During 2008/09, we will work with other producers of Tier 1 statistics to establish deposit agreements to allow their survey data to be stored in the data archive, while ensuring the strict confidentiality rules of the data archive are met, as well as those of the agency who collected the data. We will also work with producers of Tier 1 statistics to locate, standardise and improve the availability of metadata for administrative datasets.
How will we demonstrate success in achieving this?
We will monitor progress toward this impact through the performance measures outlined in table 4.
The primary measures of this impact are government’s, businesses’, communities’ and citizens’ awareness of official statistics and their perceptions of the accessibility of official statistics.
|Monitoring progress toward access to official statistics |
||Statements of success
|| Targets |
| Facilitate access to official statistics
|| Awareness of official statistics continues to grow
|| Government's, businesses', communities' and citizens' awareness of official statistics
|| Benchmark |
| Official statistics produced by all government departments are easily accessed
|| Government's, businesses', communities' and citizens' perceptions of ease of access to Tier 1 statistics
|| 80% agree that Tier 1 statistics are accessible |
| Maintain an enduring national statistical resource
|| Comprehensive, historically significant statistics are retained and accessbile by all
|| The number of Tier 1 statistics accessible through the data archive
How will we demonstrate the cost effectiveness of our activities?
Improving cost effectiveness in relation to improving access to official statistics means reducing the cost of access to users as well as reaching more users at no additional cost to government.

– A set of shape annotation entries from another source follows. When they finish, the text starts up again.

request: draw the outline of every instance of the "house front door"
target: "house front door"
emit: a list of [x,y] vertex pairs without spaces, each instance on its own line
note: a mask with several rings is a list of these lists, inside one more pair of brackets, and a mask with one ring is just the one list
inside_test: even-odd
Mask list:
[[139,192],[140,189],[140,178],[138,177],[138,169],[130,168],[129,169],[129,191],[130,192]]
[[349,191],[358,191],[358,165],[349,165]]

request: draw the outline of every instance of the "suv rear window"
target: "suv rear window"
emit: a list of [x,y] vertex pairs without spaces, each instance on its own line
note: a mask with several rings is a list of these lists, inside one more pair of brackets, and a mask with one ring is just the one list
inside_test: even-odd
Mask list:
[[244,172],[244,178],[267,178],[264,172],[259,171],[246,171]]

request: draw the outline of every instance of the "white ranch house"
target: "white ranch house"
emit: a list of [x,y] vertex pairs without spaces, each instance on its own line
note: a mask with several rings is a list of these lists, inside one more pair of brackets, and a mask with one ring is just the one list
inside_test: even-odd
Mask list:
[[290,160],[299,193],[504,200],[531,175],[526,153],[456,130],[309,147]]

Our activities in facilitating access ensure that statistics are pushed out to users through actively marketing the availability and potential uses for statistics. The Making More Information Freely Available initiative will see around 250 million pieces of statistical information made free over the next year. We provide a range of opportunities and ways to access information to meet the needs of a wide variety of users. Since users have varying degrees of competency in the use and analysis of official statistics we target educational programmes and the promotion of specific products to certain parts of the community.
Maintaining an enduring national statistical resource will allow us to develop and maintain a central repository for all Tier 1 statistics and ensure that the correct information is stored to enable their use in the future.

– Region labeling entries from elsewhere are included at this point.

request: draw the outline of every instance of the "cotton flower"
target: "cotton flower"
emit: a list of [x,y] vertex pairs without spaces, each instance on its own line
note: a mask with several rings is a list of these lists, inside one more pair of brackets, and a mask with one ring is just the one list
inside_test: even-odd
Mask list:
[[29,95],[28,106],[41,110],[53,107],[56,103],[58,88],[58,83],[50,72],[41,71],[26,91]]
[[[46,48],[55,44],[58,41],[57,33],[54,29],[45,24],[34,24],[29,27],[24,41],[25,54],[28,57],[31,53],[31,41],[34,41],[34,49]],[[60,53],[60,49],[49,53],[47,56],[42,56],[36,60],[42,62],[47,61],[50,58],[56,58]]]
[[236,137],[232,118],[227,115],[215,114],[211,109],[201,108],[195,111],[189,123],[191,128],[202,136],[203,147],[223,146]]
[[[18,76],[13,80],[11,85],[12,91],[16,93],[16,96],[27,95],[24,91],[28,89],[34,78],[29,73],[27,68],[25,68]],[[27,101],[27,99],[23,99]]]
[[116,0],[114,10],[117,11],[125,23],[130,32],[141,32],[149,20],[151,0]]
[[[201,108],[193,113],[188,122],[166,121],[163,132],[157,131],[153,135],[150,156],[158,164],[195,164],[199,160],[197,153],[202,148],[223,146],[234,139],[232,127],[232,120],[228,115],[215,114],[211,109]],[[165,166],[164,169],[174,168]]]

Monitoring the cost effectiveness of our activities will be undertaken through assessing two aspects: the efficiency by which outputs are produced, and the effectiveness of these outputs in achieving outcomes.
We are considering improvements to how we monitor the efficiency of our activities by determining the cost per output, and comparing this cost over time, taking into account such factors as the rate of inflation. Our measures of success (outlined in table 4) will tell us how effective we are in making progress toward our outcomes. An improvement in cost effectiveness will be demonstrated when outcomes improve for the same or reduced cost.